My personal tips about programming
These are some ad-hoc rules of thumb about programming. I'm sure they are not true all of the time. I'd like to hear if your experiences are different - or the same.
In no particular order:
In no particular order:
- Keep it simple, stupid!
- Don't add code hooks for extension unless they are going to be used in this project and there is a definite need.
- Often getting something working quickly (call it prototyping if you like) can tell you how you should design something.
- When on a deadline, in a large project (longer than a week) doing the unknown stuff first will allow you to re-plan if something goes wrong and it's going to take longer than you think. This can apply even when you are not on a tight deadline if you want to finish the project.
- To avoid programmer block or programming avoidance, save something small and easy for the start of a programming session. Ideas are an easy bug fix or a simple class. It should only take a short amount of time and should get you going.

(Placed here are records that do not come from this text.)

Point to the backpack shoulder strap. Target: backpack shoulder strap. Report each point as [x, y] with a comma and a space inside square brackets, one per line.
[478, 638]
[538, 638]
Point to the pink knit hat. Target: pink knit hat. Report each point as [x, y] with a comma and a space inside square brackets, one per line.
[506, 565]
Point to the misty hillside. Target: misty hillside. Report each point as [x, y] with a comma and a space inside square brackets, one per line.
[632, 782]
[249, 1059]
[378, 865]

- On any project there will be interesting sections and boring sections. If you want to complete the project then you need to do both. Have a strategy to cope.

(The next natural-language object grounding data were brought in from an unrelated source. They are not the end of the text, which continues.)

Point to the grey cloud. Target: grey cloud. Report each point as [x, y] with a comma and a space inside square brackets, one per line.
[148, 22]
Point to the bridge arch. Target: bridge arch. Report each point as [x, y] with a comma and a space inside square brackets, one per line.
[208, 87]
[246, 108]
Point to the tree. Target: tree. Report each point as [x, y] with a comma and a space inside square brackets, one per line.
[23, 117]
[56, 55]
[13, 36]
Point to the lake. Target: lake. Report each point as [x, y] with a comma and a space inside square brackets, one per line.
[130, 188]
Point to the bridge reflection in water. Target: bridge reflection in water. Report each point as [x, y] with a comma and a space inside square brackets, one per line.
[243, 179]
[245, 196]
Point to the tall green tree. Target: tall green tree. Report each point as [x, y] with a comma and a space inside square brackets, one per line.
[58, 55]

- For other people to use something, the end of the project involves getting a lot of non-design, non-programming stuff done. Everyone can't be a finisher and there will people who find this dull. But the project won't be done unless it's done.
- It's difficult (impossible?) to really measure maintainability. Sometimes you need to redesign things though - a good rule is when the module has been tested three times and it still doesn't work. Looking horrid is not unmaintainable.
- If it works then it's probably OK no matter how you dislike it. To finish a project you have to put up with a lot of non-ideal solutions. Nearly always there isn't the time to fix things that probably don't need fixing (because they work). In software success is almost always working product not 100% beautiful code.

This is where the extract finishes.